Description. Fittingly hideous, the caterpillars are a drab brownish gray and sparsely covered in long, spiny, rust-colored hairs. They have broken yellow-white strips down either side of their backs and bear a pair of conspicuous red-orange spots near their posteriors. Adult moths are furry, little, snow-white chonks with tufts of cinnamon-brown hair at the end of their abdomens. Caterpillars build small nests in which to overwinter at the tips of branches. The gleaming, stark white silk that binds the base of leaves makes the nests easy to identify on sunny winter days.

Distribution. After almost a century of exile on a few coastal islands, this monster has spent the last decade or so rampaging halfway up the state with a vengeance. Though it spread throughout New England, New Brunswick, and Nova Scotia during its first outbreak in the early 1900s, today, this curse afflicts little beyond Maine’s state lines.

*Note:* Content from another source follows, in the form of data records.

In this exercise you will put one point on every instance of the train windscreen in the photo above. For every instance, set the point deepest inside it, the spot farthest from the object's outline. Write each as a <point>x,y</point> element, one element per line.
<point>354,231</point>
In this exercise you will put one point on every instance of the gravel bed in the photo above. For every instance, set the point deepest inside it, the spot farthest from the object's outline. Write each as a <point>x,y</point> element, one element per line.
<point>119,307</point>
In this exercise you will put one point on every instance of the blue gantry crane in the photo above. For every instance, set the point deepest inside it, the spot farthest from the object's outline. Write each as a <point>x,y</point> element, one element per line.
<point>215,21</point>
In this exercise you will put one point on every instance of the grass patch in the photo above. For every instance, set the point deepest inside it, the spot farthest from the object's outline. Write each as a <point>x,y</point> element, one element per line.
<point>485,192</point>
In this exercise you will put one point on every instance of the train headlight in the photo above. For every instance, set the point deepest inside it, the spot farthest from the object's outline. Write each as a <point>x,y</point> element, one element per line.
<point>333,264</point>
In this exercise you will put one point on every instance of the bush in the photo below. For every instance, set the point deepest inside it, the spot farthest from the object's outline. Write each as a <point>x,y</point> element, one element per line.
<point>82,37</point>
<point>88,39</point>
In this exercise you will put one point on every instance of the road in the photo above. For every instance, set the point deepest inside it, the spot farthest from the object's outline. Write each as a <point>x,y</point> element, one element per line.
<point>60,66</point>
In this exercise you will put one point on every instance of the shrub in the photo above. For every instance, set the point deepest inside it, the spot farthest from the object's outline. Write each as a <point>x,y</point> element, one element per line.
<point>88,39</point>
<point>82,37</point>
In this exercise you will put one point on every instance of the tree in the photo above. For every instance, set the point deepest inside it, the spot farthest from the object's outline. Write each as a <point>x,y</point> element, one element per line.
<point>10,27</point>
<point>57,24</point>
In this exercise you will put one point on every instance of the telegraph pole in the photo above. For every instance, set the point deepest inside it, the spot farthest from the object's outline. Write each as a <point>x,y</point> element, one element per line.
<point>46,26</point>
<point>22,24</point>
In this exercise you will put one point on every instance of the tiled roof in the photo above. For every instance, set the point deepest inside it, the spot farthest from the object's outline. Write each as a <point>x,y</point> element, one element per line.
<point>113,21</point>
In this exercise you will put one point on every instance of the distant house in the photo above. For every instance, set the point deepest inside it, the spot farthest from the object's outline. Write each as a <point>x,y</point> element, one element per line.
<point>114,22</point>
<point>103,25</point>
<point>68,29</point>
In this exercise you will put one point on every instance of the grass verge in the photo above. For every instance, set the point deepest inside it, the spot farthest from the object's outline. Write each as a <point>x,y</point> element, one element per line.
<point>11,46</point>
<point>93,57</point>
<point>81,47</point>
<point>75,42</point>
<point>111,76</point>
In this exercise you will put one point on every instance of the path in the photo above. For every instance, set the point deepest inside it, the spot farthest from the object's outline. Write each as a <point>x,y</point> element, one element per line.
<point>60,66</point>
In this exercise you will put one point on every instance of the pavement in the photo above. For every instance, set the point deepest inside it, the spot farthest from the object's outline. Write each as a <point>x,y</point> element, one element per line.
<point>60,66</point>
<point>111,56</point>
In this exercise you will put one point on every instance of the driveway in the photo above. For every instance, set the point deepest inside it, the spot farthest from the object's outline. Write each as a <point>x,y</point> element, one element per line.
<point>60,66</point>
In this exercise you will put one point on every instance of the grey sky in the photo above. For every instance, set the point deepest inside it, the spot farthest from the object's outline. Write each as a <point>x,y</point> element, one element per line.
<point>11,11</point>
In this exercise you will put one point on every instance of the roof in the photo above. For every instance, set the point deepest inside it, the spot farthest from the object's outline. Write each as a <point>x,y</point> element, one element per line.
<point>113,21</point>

Habitat. These wriggly beasts thrive along the coast and in the Augusta area. Warm, dry springs seem to favor high populations.

Diet. Caterpillars feed on hardwood species, especially oak, birch, and fruit trees. They branch out when desperate, even sampling conifers at high populations. They can cause significant defoliation in deciduous forests. 

Life cycle. Eggs hatch in late summer, and caterpillars feed briefly before building small, communal nests at the tips of branches, where they spend the winter.

Battle plan. Arm yourself with clippers and poll pruners when warring with the browntail moth. Though labor intensive, removing the winter webs from trees provides the best and most environmentally friendly chance of victory. Large trees may require a bucket truck or a licensed arborist. Make sure to destroy the nests with fire or soapy water once excised. If resorting to chemical warfare, hire a professional. Treat as soon as caterpillars have left their winter webs. Late spring and early summer applications won’t kill many caterpillars or prevent the toxic hairs from building up in the landscape. Engaging adult moths in battle isn’t recommended.

Resources – For more on the browntail moth, see the Maine Forest Service or University of Maine Cooperative Extension.

The winter webs of browntail moth. Each small nest contains up to 400 young caterpillars. Although difficult in large trees, removing and destroying nests is the most effective way to manage this pest.

February Monsters of the Month – Lorkai

This first one’s mine. My novels center around the lorkai (singular and plural, like moose). These monsters feed on magical energy. They’re a caster’s worst nightmare.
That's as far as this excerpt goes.